Canada has the fourth most expensive patented drugs in the Organization for Economic Cooperation and Development (OECD), behind only the US, Germany, and Switzerland. In response, the Patented Medicine Prices Review Board (PMPRB), Canada’s patented drug price regulatory agency, recently released new guidelines to curb excessive medicine prices.

The changes, to take effect on January 1, 2022, include updating the list of reference countries that Canadian prices are measured against — two high price countries (the US and Switzerland) will be removed and six new countries with relatively low prices (Australia, Belgium, Japan, Netherlands, Norway and Spain) will be added. The regulations will also use new criteria for determining if an expensive and top-selling drug is overpriced, including improvements in health-related quality of life conferred by the medicine.

“Drugs are the second-largest type of health spending in Canada and excessive costs put a financial burden on Canadians and our health care system,” said Dr. Anis, Director of the School of Population and Public Health at UBC. “Our project aims to understand the real-world impact of these rule changes, both to the public system and private industry.”
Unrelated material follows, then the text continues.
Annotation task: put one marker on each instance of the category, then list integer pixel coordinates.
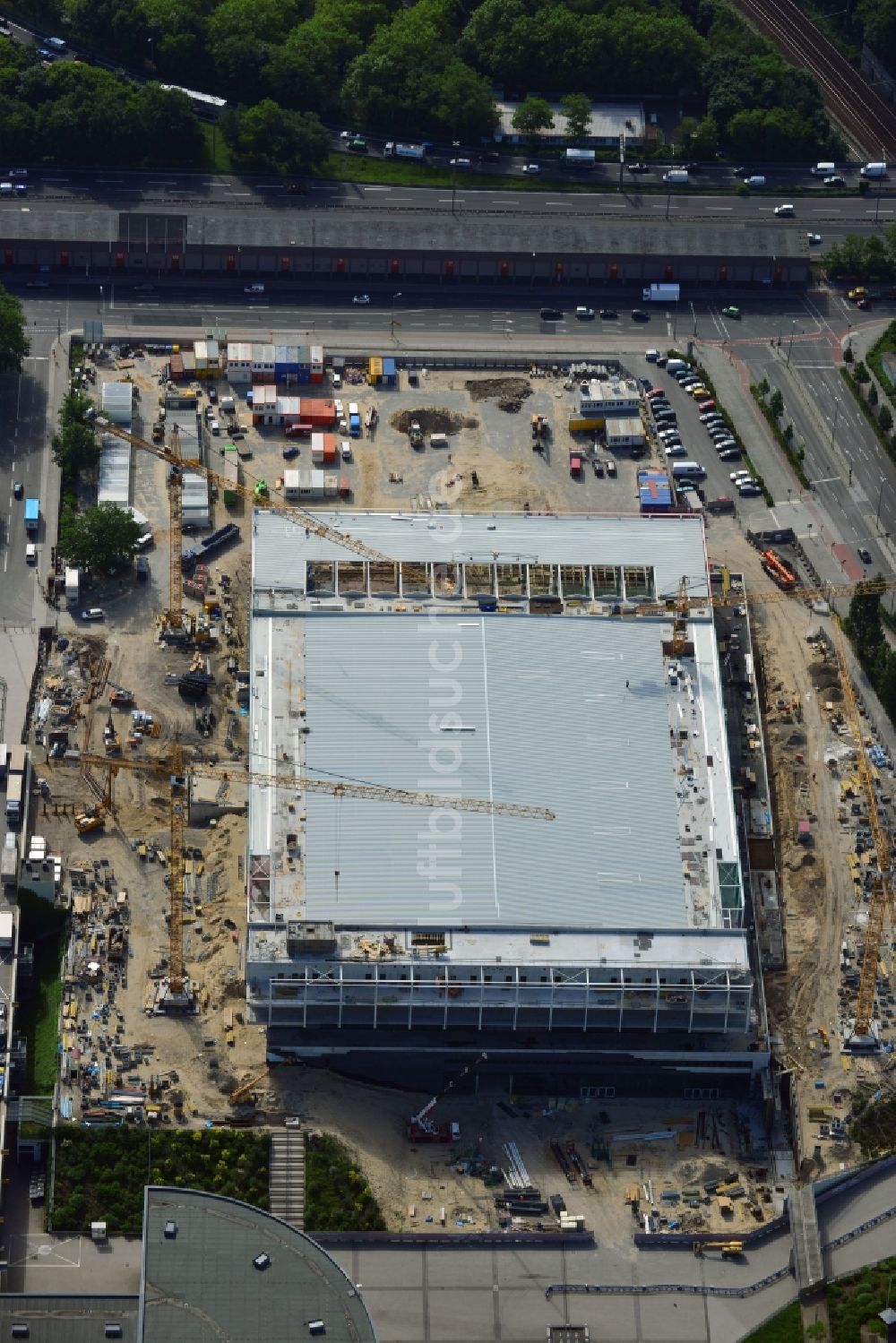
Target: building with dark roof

Although the modernized guidelines brought forward by the PMPRB are well intentioned, the complexities of pharmaceutical price regulation in Canada make the potential impact of the rule changes unclear. There are multiple overlapping federal agencies that assess and negotiate drug prices and each province has its own public drug plan that reviews federal recommendations and further negotiates prices.

To assess the effect of the regulatory changes, the study team will analyze prices of the 395 unique patented medicines submitted to PMPRB from 2010 to 2017. The team will model the theoretical prices of the drugs as if the new regulations came in to effect in 2010. They will then compare the theoretical price for each drug to the actual price, thereby measuring the potential effect of the new policy.
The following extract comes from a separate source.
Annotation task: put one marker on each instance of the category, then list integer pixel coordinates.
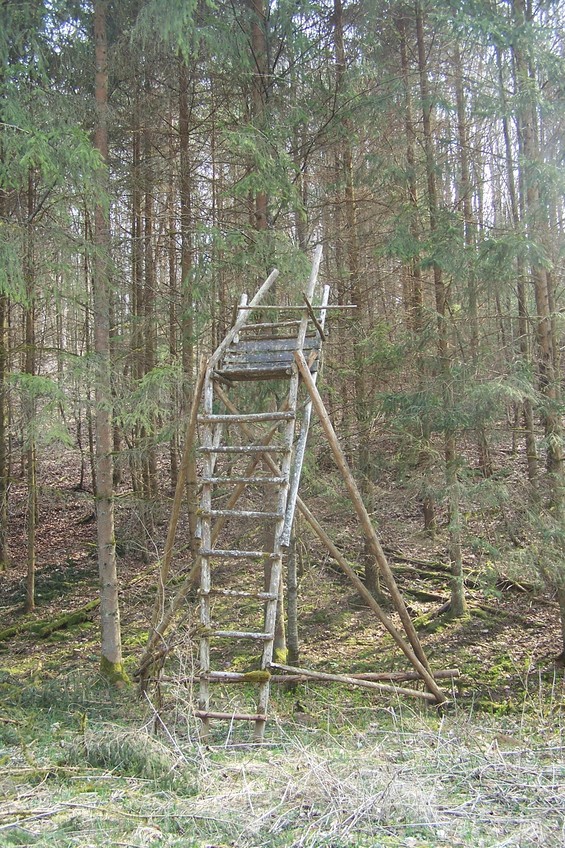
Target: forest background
(156, 158)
“By taking this approach, we will be able to compare how changing the benchmark countries affects prices, and how updating the way we valuate expensive drugs will cap costs,” explained Dr. Anis.
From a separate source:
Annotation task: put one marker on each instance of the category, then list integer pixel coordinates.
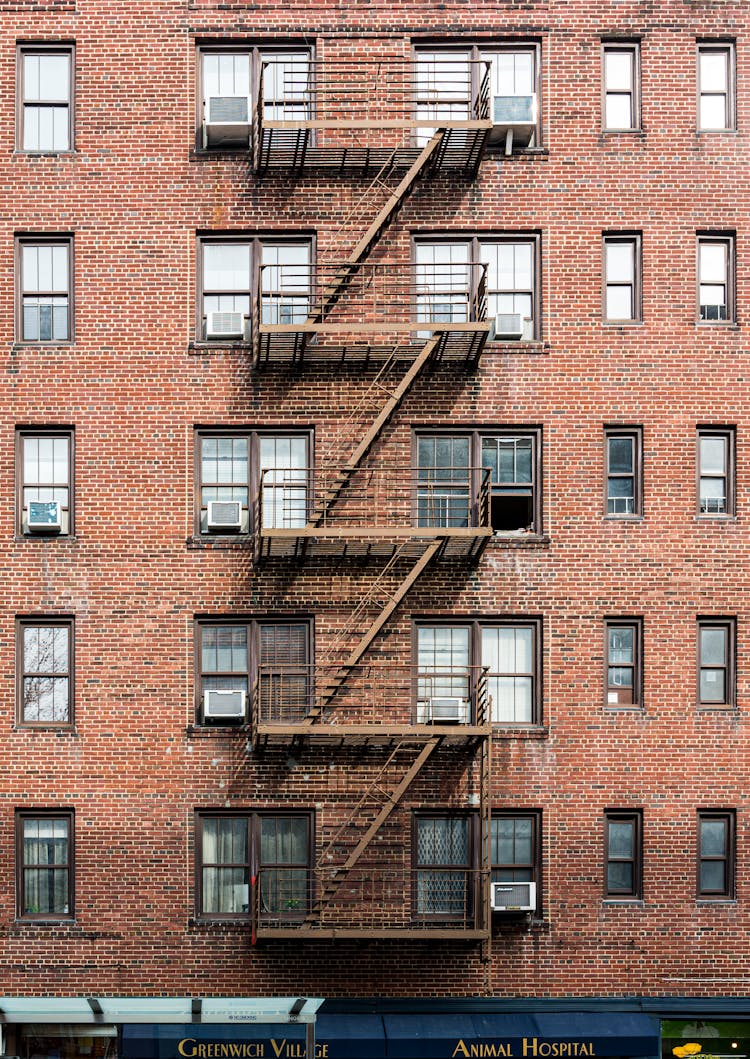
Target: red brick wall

The second part of the four-year project will look at how drug companies will respond to the new regulations in terms of their decisions to launch new drugs in Canada and their investments into research and development.

Dr. Aslam Anis

“Research has shown that tightening price regulation can hinder access to new medicines. We have already seen some early evidence of reduced launches and reticence among pharmaceutical companies on releasing new drugs in Canada even before the new policy implementation,” said Dr. Anis.

To estimate the impact of the policy changes, the researchers will use the number of new medicines launches in the 10 years before the policy change to estimate the number of drug launches that would be expected after the regulatory changes. Then, after collecting the actual number of launches over the next three years after the policy change, they will be able to measure its impact and whether it influenced the type of new medicines released.

The team will also construct a simulation model to understand how the regulations could affect prices into the future by changing how drug companies choose which types of medicines to develop and when to release them.

“Canada’s drug costs are clearly excessive and potentially unsustainable, but it is important for decision makers to understand the impact of policy changes on the real-world costs of drugs, and to be aware of potential repercussions on industry spending and access to new drugs,” said Dr. Anis. “Our study will produce evidence-informed recommendations on the PMPRB price regulations that will have broad implications for Canada’s drug expenditures and access to essential medicines.”

The study will also be conducted by Drs. Paul Grootensdort (University of Toronto) and Aidan Hollis (University of Calgary), postdoctoral fellow Dr. Javad Maradpour, two CHÉOS senior statisticians, Daphne Guh and Huiying Sun, and one research assistant, Brittany Buffone. The project is supported by a Project Grant from CIHR for a total amount of $581,400.